Le critiche rivolte alla legge di bilancio 2026 (anche da osservatori obiettivi) insistono proprio qui: una manovra giudicata prudente, con interventi che non scalfiscono problemi come la crescita debole e i salari stagnanti e con tagli distribuiti in modo discutibile. Se “coraggio” significa tirare avanti con lo stesso schema, allora è un coraggio a senso unico: quello richiesto a famiglie e lavoratori di adattarsi ancora. Di certo non è il coraggio delle riforme strutturali, né quello di affrontare davvero i nodi del Paese – evasione, precarietà, disuguaglianze – ma piuttosto quello di governare per slogan, confidando che la comunicazione basti a coprire i risultati mancanti.

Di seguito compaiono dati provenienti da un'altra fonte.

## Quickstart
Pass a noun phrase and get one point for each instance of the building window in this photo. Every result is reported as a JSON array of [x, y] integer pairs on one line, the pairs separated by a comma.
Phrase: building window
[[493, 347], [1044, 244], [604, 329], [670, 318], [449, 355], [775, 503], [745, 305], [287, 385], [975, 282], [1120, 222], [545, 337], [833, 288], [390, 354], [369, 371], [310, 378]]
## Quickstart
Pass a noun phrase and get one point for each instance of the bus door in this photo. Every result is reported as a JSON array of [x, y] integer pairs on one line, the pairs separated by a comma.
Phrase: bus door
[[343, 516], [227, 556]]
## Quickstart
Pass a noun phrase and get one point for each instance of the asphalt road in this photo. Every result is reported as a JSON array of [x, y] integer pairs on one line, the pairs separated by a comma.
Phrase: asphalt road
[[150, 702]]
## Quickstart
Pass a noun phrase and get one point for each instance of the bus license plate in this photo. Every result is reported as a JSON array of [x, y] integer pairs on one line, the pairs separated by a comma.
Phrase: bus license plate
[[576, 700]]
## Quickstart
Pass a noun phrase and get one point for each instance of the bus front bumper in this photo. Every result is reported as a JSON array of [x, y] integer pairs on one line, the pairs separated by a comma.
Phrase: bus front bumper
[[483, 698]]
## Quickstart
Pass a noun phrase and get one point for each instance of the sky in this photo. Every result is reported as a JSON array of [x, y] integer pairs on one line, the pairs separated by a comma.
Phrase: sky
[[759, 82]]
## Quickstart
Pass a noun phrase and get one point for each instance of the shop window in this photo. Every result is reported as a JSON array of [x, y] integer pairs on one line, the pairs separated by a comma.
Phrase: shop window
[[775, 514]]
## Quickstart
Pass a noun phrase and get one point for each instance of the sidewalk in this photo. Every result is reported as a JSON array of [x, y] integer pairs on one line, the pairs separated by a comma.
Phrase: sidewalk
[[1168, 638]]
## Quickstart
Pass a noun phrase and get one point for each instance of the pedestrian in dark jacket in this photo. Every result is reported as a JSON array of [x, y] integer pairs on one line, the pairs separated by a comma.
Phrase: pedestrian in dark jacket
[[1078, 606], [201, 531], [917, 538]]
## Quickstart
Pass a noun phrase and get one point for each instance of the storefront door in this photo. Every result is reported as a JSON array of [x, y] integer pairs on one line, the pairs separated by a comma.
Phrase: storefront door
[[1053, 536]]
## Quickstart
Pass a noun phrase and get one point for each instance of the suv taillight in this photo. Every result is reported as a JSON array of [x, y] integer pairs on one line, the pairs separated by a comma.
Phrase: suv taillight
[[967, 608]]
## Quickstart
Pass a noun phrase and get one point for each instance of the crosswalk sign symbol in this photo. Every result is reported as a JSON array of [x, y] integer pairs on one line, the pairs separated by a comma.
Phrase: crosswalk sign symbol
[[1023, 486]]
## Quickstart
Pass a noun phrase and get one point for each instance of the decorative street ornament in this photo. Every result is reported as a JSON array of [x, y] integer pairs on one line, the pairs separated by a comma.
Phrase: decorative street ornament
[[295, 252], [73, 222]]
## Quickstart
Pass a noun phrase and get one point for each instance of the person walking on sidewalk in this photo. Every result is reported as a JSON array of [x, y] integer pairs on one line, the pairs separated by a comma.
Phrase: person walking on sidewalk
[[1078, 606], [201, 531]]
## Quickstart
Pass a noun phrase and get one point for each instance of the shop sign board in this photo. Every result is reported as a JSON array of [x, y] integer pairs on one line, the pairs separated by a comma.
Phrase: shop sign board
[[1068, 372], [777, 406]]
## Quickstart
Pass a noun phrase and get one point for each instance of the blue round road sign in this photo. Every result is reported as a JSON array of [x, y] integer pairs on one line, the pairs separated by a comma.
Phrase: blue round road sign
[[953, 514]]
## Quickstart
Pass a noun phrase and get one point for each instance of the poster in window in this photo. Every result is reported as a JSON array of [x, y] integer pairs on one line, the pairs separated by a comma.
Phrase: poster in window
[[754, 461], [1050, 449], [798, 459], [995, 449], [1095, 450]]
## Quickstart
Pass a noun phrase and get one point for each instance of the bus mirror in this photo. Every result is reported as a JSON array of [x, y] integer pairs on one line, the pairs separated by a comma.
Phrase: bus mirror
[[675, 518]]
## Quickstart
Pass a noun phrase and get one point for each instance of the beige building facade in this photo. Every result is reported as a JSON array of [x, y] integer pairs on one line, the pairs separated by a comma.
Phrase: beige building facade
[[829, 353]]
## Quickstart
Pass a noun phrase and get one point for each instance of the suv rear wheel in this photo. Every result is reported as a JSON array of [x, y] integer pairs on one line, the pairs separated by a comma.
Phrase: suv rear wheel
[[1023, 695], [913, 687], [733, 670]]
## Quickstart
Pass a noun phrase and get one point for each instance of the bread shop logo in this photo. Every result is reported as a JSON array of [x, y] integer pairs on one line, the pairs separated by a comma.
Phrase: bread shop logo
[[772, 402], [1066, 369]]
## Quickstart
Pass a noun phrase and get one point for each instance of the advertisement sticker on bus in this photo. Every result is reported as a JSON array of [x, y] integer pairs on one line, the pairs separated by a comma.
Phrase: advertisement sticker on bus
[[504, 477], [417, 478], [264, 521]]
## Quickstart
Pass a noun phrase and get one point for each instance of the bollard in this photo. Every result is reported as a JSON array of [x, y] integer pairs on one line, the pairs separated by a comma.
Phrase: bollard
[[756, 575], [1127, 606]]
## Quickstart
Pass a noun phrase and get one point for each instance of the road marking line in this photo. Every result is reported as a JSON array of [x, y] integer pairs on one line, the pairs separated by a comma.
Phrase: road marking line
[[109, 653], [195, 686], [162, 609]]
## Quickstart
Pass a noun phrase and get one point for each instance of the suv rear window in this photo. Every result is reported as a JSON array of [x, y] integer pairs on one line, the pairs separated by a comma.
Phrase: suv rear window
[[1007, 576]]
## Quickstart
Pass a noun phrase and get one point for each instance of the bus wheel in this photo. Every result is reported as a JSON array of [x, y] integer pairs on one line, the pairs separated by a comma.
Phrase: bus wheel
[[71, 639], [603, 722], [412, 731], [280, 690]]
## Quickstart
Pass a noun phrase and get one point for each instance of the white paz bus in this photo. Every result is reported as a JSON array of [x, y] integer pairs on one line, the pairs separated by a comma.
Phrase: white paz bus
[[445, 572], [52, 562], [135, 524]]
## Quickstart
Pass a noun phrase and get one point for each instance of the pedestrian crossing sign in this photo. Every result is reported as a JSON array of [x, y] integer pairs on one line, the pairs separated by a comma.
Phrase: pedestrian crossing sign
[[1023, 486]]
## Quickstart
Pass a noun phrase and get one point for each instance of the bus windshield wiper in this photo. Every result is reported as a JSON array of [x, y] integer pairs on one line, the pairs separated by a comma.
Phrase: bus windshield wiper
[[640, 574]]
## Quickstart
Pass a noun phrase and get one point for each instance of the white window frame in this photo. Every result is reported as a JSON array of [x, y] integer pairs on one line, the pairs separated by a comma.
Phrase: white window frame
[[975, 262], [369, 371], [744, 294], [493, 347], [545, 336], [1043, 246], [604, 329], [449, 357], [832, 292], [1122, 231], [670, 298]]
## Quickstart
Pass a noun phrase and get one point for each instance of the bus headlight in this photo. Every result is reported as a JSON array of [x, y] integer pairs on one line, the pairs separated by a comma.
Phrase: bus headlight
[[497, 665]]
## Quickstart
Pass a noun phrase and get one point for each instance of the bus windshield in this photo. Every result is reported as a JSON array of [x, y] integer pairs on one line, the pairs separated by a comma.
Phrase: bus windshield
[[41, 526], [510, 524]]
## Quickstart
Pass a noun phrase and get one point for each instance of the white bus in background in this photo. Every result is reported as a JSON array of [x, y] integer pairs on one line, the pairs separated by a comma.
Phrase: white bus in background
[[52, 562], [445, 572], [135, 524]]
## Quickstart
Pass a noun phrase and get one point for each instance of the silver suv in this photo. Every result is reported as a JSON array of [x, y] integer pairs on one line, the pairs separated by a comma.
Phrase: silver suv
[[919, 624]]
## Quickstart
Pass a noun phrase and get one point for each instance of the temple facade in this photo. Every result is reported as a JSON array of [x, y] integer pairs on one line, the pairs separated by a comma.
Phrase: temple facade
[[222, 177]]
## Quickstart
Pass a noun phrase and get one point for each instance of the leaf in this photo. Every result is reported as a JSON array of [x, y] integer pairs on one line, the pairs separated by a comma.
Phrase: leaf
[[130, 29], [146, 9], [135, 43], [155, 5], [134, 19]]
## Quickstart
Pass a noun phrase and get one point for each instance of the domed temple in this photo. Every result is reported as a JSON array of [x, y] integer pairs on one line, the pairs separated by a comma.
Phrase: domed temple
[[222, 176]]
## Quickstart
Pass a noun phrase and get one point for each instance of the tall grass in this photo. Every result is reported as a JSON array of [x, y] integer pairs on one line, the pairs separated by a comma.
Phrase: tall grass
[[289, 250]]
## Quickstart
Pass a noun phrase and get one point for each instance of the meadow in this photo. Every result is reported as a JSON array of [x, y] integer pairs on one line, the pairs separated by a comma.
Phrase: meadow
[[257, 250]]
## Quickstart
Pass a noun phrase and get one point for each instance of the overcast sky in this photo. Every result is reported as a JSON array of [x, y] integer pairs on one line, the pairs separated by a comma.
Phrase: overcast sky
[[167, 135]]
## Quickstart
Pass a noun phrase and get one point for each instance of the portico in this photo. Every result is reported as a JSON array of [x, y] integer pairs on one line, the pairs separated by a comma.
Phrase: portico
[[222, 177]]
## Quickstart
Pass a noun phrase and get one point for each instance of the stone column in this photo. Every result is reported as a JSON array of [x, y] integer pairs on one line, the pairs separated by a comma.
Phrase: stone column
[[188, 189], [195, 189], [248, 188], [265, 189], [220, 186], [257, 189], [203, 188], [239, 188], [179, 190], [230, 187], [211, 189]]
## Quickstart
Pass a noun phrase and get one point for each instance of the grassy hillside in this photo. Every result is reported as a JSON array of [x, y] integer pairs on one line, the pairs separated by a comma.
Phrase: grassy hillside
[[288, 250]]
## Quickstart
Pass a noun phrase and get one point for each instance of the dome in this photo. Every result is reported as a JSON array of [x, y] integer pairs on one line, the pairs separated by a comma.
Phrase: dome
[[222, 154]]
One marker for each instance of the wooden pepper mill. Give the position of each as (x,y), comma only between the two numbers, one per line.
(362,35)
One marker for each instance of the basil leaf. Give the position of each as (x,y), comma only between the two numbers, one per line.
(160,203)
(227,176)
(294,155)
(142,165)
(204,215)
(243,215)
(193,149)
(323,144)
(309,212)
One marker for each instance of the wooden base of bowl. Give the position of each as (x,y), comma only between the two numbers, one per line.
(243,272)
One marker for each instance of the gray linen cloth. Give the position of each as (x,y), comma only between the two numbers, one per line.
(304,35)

Ma la parola più rivelatrice è forse conquiste. Infatti, al loro riguardo viene spontaneo chiedersi quali siano. Dopo mesi di governo, le promesse di cambiamento si sono tradotte in misure parziali, spesso confuse, talvolta dannose. Più che conquiste collettive, si intravedono arretramenti: meno tutele, meno visione, meno capacità di tenere insieme crescita economica e giustizia sociale.
Per questo, quando Meloni dice che vuole “costruire qualcosa di ancora più grande”, la preoccupazione non può che aumentare, perché - rispetto a quanto visto finora - è difficile credere che possa riferirsi a tempi più brevi nella sanità, a trasporti migliori, a bollette meno care, a un lavoro che non costringa a scegliere tra dignità e sopravvivenza.
Così, quando in conclusione la premier promette che “ce la metterà tutta”, come non potremmo interpretare il significato della promessa se non nel voler continuare su una strada che ha già mostrato i suoi limiti? Per questo l'augurio per il 2026 non è un messaggio di speranza, ma diventa una minaccia inquietante.
“Buon anno, Italia”, conclude poi Meloni. Ma un buon anno non si costruisce con frasi ad effetto. Si costruisce con scelte coerenti, risultati misurabili e rispetto per l'intelligenza dei cittadini. Finché questi elementi mancheranno, anche gli auguri più solenni rischieranno di suonare non come un incoraggiamento, ma come una minaccia mascherata da ottimismo.